湖面被烧得滚烫,湖水滋滋地冒着白汽,空气中弥漫着硝烟、焦糊的皮肉味,还有木头燃烧的焦味。汉军的惨叫声、爆炸声、船板断裂的脆响、湖水的翻涌声,交织在一起,成了这片火海的背景音。
这场决战,从清晨一直打到黄昏,又从黄昏打到深夜。
徐达的前锋部队,借着火势,一步步往前推进,把汉军的大阵,切成了数段;常遇春带着钢甲骑,守住了康郎山各处要道,让汉军根本没有上岸的机会,只能困在水里被动挨打;冯国用的中军主力,把被分割的汉军巨舰,一艘接一艘地包围、歼灭;廖永安的火器营,像幽灵一样在湖面穿梭,哪里有汉军的完整战船,就冲到哪里炸,把陈友谅的家底,炸得稀烂。
鄱阳湖上,漂满了破碎的船板、折断的旗帜、烧焦的尸体,湖水被鲜血染成了暗红色,一眼望不到边。陈友谅的数百艘巨舰,被烧毁了大半,剩下的几十艘,也大多带伤,被朱军分割包围在湖中心,成了瓮中之鳖。
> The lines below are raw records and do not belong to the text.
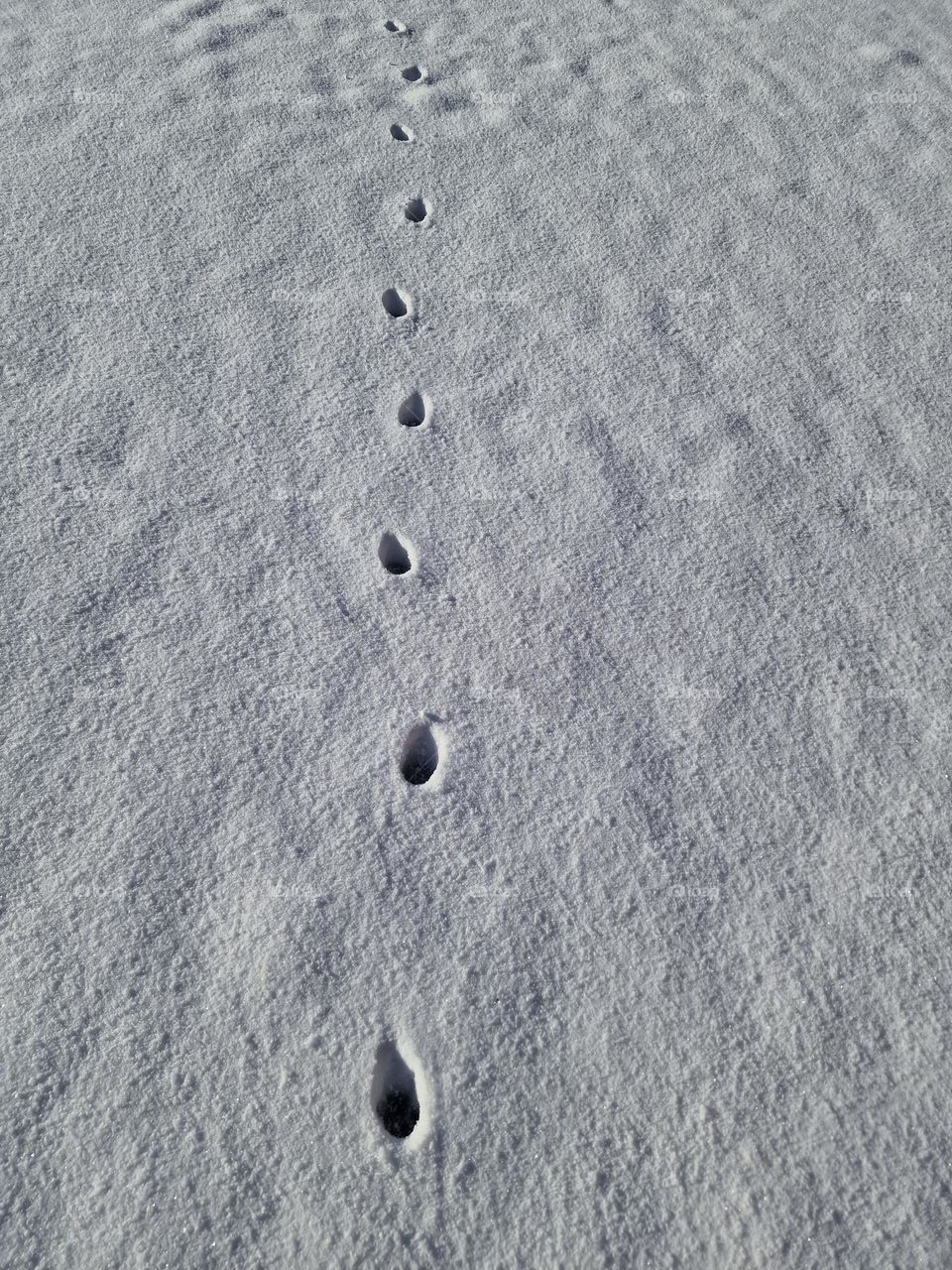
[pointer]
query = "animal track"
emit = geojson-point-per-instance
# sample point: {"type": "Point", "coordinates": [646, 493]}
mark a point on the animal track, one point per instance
{"type": "Point", "coordinates": [395, 556]}
{"type": "Point", "coordinates": [414, 411]}
{"type": "Point", "coordinates": [397, 303]}
{"type": "Point", "coordinates": [417, 211]}
{"type": "Point", "coordinates": [420, 757]}
{"type": "Point", "coordinates": [394, 1093]}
更致命的是,常遇春抢占了滩头,朱元璋封锁了湖口,陈友谅的大军,彻底成了湖里的困兽,粮草耗尽,军心涣散,每天都有士兵、甚至将领,驾着船向朱元璋投降。
陈友谅被困在鄱阳湖里,整整一个月。
他试过数次突围,都被朱元璋的伏兵打了回来。朱元璋甚至给他写了劝降书,陈友谅看了,气得当场撕了书信,杀了朱元璋的使者,可依旧改变不了困兽之斗的局面。
至正二十三年七月二十四,陈友谅终于下定了决心,集中所有剩余的战船,拼死突围,目标直指泾江口 —— 他想从这里冲进长江,逃回武昌。
可他没想到,朱元璋早就在泾江口布下了天罗地网。
当陈友谅的突围船队冲到泾江口时,两岸的伏兵瞬间杀出,箭雨、火铳、炸药包,像雨点一样朝着汉军船队砸去。江面上,朱元璋的主力船队也从后面追了上来,前后夹击,汉军船队瞬间乱作一团。
陈友谅站在巨舰船头,推开挡在身前的亲兵,亲自挥剑指挥突围,嘶吼着让船队往前冲。
就在这时,一支流矢,顺着风势,从侧面射来,精准地穿透了他的左眼,直贯头颅。
陈友谅甚至没来得及发出一声惨叫,就直挺挺地倒在了甲板上,当场气绝身亡,年仅四十四岁。
主帅战死,本就濒临崩溃的汉军,瞬间全线瓦解。五万余汉军,当场放下武器投降。
唯有张定边,趁着夜色和混乱,护着陈友谅的幼子陈理,还有陈友谅的尸首,驾着一条快船,拼死冲出了重围,往武昌方向逃去。
当泾江口的硝烟散尽,朝阳从东方升起,照在平静的鄱阳湖上时,这场决定天下归属的鄱阳湖大战,终于落下了帷幕。
朱元璋站在帅船船头,看着湖面之上,还在冒着黑烟的汉军残船,看着被鲜血染红的湖水,久久不语。
徐达、常遇春、廖永安等人,走到他身后,齐齐抱拳躬身,声如洪钟:
“恭喜上位!全歼陈友谅主力!大获全胜!”
朱元璋点了点头,转过身,望向洪都的方向。
整整八十五天,朱文正带着两万守军,硬生生扛住了陈友谅六十万大军的猛攻,为他争取到了最宝贵的时间,也拖垮了陈友谅的大军。这一战,洪都居功至伟。
“徐达。”
“在!”
“派人去洪都,告诉文正。” 朱元璋的声音里,带着难以掩饰的动容,“这一仗,他守得好。他是咱朱家的千里驹,是咱定鼎天下的第一功臣!”